Die Wiederinbetriebnahme verläuft holprig. Am ersten Betriebstag sammelten sich auf der frisch sanierten Strecke Verspätungen von mindestens 15 Minuten, teils deutlich darüber. Fernzüge benötigten am Sonntag in der Regel mehr als zwei Stunden und 15 Minuten zwischen den Hauptbahnhöfen, obwohl die schnellsten ICE nach Abschluss der Arbeiten eigentlich in rund einer Stunde und 47 Minuten verkehren sollen. Hintergrund ist unter anderem, dass das für Tempo 230 ausgelegte LZB-Zugsicherungssystem auf Teilen der Trasse noch nicht abgenommen ist. Auf diesen Abschnitten gilt vorerst das PZB-System mit einer zulässigen Höchstgeschwindigkeit von 160 Stundenkilometern.

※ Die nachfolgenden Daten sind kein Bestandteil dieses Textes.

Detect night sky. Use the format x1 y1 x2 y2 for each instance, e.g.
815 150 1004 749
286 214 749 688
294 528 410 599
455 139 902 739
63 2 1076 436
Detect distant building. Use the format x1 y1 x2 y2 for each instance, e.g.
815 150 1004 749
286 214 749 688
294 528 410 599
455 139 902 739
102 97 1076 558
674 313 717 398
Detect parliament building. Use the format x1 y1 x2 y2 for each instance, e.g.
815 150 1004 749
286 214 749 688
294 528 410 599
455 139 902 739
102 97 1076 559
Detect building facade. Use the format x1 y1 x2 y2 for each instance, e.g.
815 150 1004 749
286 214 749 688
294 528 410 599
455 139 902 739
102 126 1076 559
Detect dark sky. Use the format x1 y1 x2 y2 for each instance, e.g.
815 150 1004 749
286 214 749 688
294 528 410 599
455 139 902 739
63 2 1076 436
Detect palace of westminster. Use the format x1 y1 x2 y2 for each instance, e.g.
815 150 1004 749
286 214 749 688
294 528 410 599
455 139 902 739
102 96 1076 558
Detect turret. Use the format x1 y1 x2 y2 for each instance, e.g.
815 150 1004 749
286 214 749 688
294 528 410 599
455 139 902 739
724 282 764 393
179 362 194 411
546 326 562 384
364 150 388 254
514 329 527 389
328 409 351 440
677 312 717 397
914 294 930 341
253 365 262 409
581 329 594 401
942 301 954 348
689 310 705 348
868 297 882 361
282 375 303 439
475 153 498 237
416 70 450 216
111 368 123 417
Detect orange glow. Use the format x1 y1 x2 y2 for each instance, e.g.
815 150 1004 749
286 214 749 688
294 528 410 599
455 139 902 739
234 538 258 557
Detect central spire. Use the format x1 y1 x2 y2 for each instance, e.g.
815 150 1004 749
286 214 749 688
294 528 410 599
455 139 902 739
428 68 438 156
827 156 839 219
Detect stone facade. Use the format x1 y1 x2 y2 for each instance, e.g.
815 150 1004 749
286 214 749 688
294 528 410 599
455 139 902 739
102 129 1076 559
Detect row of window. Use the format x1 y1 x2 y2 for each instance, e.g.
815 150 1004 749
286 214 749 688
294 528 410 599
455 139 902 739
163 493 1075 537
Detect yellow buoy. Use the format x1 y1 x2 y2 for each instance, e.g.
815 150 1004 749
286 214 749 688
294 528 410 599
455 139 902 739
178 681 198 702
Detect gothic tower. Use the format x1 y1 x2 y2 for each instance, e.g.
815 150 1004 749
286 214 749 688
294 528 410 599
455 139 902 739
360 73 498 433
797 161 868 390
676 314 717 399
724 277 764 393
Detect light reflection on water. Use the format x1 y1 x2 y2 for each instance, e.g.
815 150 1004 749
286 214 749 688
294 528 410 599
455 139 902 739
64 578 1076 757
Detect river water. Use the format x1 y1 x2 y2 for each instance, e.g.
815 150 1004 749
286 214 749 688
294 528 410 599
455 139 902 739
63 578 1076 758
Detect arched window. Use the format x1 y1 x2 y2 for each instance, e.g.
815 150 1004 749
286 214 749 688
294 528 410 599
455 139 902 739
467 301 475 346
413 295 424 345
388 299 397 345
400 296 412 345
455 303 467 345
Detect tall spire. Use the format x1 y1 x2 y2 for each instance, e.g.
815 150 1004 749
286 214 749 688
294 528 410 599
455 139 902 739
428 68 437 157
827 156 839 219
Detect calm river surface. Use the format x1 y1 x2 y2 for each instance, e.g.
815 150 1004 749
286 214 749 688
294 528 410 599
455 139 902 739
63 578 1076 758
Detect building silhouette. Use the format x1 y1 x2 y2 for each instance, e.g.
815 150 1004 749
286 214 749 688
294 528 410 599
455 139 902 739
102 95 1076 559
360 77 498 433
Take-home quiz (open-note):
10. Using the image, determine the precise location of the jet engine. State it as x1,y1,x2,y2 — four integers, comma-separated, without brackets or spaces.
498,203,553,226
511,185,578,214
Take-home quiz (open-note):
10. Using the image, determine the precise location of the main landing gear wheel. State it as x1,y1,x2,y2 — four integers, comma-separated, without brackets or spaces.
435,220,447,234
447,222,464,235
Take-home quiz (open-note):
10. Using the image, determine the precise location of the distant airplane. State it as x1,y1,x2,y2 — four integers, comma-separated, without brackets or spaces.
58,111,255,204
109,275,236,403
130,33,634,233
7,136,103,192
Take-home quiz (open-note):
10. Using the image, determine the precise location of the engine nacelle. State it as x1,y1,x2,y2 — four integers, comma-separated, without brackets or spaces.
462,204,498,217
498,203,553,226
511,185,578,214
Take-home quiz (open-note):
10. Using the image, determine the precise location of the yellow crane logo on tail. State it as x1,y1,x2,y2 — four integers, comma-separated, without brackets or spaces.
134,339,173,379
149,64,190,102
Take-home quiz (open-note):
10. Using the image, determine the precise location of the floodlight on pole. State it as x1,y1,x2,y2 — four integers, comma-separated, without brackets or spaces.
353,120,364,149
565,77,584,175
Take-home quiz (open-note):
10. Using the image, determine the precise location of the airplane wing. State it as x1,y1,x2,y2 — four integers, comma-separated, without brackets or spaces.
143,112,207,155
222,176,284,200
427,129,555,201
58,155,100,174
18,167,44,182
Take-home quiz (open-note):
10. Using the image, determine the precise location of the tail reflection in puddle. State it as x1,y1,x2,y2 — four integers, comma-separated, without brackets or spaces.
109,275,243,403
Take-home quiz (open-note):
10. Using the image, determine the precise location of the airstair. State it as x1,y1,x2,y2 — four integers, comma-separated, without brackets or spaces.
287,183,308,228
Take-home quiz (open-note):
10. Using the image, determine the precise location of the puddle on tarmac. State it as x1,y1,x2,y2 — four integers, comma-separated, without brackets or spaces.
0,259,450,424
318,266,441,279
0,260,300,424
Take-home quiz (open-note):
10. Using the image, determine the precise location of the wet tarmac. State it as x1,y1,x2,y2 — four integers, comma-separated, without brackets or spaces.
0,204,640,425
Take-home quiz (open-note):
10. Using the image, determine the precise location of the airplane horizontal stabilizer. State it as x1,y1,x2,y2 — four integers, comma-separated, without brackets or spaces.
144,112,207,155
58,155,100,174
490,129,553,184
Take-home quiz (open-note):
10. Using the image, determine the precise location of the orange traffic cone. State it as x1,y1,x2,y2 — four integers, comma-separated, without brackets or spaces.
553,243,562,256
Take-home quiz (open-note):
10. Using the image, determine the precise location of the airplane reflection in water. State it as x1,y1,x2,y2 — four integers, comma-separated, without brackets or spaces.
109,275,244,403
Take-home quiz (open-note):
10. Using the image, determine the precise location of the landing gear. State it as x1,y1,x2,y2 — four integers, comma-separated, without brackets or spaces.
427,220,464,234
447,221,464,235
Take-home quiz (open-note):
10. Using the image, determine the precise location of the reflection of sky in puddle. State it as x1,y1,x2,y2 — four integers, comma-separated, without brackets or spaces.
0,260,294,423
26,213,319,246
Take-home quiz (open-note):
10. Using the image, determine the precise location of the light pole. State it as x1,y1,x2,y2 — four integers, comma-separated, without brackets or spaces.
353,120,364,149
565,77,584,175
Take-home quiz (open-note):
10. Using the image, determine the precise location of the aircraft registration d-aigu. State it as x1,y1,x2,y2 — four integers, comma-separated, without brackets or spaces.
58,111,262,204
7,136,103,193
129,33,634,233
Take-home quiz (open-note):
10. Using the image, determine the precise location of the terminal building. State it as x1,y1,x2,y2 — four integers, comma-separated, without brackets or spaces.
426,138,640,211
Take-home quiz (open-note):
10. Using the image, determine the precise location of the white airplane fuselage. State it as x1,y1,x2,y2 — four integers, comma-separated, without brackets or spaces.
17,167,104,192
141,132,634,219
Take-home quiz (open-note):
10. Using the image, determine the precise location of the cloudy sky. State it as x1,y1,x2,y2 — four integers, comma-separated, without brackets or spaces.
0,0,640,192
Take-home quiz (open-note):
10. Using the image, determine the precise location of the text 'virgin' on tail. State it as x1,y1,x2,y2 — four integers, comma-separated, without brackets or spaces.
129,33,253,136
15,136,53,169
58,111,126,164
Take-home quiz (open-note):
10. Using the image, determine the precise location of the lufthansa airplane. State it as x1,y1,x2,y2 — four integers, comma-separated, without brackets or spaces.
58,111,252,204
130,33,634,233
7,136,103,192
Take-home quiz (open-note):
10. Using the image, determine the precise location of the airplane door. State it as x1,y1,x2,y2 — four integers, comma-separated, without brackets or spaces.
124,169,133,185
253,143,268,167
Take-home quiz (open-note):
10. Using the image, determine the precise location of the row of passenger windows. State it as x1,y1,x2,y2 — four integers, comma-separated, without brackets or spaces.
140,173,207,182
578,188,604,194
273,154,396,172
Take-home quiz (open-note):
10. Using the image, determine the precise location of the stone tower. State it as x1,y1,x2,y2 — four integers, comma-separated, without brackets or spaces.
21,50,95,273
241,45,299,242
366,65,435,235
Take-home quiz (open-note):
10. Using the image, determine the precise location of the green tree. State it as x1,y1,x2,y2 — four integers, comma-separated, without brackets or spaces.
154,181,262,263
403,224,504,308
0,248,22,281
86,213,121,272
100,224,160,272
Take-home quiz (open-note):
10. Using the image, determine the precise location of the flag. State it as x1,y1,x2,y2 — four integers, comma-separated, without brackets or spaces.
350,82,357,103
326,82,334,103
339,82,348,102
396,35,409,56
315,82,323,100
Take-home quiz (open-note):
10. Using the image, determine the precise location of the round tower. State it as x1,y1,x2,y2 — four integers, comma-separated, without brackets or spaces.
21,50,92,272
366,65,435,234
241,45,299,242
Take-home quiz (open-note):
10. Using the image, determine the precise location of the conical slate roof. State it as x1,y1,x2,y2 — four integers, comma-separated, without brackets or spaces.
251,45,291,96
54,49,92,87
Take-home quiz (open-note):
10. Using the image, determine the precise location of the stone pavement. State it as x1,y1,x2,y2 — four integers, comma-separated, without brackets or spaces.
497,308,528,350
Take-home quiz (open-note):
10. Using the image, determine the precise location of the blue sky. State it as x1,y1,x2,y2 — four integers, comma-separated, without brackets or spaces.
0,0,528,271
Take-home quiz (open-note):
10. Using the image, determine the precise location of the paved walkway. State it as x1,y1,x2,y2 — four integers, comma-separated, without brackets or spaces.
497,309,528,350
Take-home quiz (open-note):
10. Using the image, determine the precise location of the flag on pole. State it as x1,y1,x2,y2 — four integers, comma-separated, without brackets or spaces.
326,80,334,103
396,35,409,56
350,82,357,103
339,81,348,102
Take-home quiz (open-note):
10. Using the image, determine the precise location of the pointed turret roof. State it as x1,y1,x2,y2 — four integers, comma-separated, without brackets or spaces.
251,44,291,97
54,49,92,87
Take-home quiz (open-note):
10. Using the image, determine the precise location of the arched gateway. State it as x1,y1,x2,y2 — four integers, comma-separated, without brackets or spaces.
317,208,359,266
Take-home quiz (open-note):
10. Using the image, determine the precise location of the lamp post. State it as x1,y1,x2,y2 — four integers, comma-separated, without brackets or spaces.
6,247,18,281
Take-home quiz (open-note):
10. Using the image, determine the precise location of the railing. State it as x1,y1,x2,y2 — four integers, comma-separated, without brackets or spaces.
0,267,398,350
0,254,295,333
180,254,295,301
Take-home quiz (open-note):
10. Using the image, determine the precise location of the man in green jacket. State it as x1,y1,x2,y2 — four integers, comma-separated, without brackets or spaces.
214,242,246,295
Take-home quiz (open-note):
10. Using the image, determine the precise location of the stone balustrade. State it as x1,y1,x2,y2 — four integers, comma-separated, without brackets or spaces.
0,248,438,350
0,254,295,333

Die Bauarbeiten auf der 2025 begonnenen Generalsanierung umfassten nach Bahnangaben die Erneuerung von 165 Kilometern Gleisen und die Instandsetzung weiterer 61 Kilometer. Zudem wurden 249 Weichen eingebaut und 28 Bahnhöfe modernisiert. Der ursprünglich bis Ende April angesetzte Abschluss verzögerte sich durch einen harten Winter und gefrorenen Boden, der den Zeitpuffer aufbrauchte. Mit der jetzt abgeschlossenen Kernsanierung ist die Verbindung zwischen den beiden größten deutschen Städten infrastrukturell deutlich erneuert, ihre geplante Höchstleistung im Fahrplanbetrieb dürfte aber erst erreicht werden, wenn die technischen Zugsicherungssysteme auf der gesamten Strecke vollumfänglich verfügbar sind.